All too often, things are downloaded without safety from hosts and mirrors. Here's a practical guide to know where you stand and improve the situation.
I've seen countless example of script, Docker file, etc, that will do something akin to:
wget http://my-url/package (or curl) install package
For people that don't understand unix like shell script, that download a package on a HTTP server using a plain text connection, then try to install it.
It's very likely that if you have some piece of automated machinery or a script, you want this, to download a very specific data (for example a specific version of a compiler).
What can possibly go wrong ?
Pretty much everything:
- Your query could have been intercepted and modified: you don't know which server you're talking to.
- The data could have tempered on the destination (for example, adding a malware in a .tar.gz)
- An unauthorized person could have modified the data (e.g. someone manage to do a release but its not the
Can't I just use a secure transport and be done ?
This is a good idea, but secure transport only secure the transport part.
A secure transport make sure you know that what you are sending and receiving data comes from and go to a specific server without fear of eavedropping and meddling.
But it doesn't gives you any guarantees that the data has not been changed on the server, e.g. the server was compromised and the package you're downloading has been tempered.
Signature to the rescue !
Usually using GPG signatures, one can make sure that the data has been released by the correct person/team. For example, the developers in the team release a software signing with their personal keys.
Now, we can detect that data has been released by a specific person (or team), which prevent the data being tempered by third party.
But still not enough: You still rely on something you don't have any control for your security; the gpg key could have been compromised, or the people owning the key could have been compromised.
Knowing what to expect
A simple technique to represent an arbitrary sized piece of data into a finite fingerprint is based on digest supported by a cryptographic hash function.
More specifically we're looking for those 2 properties in the algorithm generating the digest in this case:
it is infeasible to modify a message without changing the hash. it is infeasible to find two different messages with the same hash.
By embedding a digest of what you expect to download in your script, you know that no one can modify it without you knowing about it on the other side.
Which means that the security of the transport doesn't matters anymore, nor that the security of GPG keys of some people (or group), to determine that you have downloaded what you expect.
It doesn't make anything secure by itself, but it allow you to vet what you install, for example by looking at the source, or sandboxing the app, to see what it does, in a restricted context.
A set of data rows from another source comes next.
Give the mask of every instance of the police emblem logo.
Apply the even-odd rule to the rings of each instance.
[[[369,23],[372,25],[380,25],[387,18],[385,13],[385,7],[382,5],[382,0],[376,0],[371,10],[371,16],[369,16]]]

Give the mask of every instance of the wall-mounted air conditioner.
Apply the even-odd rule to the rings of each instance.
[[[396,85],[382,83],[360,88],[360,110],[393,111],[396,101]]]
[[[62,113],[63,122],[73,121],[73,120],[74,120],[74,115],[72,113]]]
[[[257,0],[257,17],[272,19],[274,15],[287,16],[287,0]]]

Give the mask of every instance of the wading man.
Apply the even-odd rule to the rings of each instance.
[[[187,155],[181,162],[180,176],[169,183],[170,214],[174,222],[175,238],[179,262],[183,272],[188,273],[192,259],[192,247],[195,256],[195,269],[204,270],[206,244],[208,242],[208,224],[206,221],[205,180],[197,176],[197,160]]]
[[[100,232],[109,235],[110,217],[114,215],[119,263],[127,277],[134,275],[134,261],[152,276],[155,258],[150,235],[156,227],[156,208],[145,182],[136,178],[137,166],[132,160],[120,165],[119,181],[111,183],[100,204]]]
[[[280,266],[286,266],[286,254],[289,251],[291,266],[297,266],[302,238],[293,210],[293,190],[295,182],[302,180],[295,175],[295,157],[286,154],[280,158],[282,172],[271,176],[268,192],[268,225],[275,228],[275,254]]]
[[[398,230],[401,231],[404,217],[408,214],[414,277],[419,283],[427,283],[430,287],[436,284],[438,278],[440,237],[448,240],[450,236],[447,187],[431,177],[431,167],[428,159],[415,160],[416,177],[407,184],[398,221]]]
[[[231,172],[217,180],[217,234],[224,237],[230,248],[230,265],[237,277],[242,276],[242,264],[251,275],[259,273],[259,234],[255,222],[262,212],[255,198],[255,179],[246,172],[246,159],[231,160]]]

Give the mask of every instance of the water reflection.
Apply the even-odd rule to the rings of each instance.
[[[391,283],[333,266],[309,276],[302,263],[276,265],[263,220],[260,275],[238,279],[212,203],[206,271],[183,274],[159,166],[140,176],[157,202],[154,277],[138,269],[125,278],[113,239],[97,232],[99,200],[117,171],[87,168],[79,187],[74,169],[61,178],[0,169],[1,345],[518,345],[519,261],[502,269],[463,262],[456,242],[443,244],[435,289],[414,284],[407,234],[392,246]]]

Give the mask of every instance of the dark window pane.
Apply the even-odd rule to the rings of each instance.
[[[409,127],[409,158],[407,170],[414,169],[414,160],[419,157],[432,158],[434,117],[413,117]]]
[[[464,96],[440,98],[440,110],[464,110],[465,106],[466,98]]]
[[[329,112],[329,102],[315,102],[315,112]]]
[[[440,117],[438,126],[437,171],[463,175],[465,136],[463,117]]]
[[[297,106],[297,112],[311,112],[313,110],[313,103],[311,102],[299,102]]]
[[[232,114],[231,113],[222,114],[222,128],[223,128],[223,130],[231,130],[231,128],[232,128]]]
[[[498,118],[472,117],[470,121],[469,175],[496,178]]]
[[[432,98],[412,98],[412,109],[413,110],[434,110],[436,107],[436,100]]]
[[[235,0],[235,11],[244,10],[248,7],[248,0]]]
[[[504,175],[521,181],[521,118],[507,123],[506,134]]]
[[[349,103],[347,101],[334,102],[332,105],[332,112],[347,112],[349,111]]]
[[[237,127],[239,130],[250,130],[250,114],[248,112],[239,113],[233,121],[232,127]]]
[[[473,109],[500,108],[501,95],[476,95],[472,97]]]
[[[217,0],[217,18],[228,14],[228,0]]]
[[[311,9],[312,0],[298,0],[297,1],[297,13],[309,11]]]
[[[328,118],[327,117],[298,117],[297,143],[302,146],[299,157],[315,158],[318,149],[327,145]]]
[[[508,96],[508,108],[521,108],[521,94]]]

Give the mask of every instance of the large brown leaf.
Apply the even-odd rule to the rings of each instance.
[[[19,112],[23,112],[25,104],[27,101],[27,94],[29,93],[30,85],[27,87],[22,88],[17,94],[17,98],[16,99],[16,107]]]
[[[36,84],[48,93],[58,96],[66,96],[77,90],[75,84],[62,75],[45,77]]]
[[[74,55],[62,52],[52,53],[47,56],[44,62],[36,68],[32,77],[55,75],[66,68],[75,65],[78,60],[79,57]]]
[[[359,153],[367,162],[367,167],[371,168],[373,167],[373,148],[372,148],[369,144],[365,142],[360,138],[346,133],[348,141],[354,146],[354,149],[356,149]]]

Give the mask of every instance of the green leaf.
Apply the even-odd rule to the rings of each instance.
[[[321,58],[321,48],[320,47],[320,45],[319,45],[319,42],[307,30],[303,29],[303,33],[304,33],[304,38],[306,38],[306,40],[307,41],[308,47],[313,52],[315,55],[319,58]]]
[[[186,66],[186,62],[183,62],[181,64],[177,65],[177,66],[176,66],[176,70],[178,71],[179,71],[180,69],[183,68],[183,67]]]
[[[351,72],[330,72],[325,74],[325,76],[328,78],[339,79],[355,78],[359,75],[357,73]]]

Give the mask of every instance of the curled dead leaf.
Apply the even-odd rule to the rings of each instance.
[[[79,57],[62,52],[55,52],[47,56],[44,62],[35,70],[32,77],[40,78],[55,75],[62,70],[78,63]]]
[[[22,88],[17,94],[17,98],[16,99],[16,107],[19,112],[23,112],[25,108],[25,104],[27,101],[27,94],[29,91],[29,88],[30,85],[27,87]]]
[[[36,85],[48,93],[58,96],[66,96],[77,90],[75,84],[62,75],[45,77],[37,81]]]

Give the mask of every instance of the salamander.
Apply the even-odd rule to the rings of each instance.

Then you only (or your organisation) become in charge of rubber-stamping this specific version with a digest.
To conclude, hashing is one of the most powerful and simple technique to make sure the data has not changed and it is the exact same thing you expect.
Here a short table on the risks related to transport and validation method used:
|Validation Method||Transport||MITM||Tempering||Author Validated|
Note: it's assumed that the algorithm used for each specific purpose are perfect regarding to the properties they provide.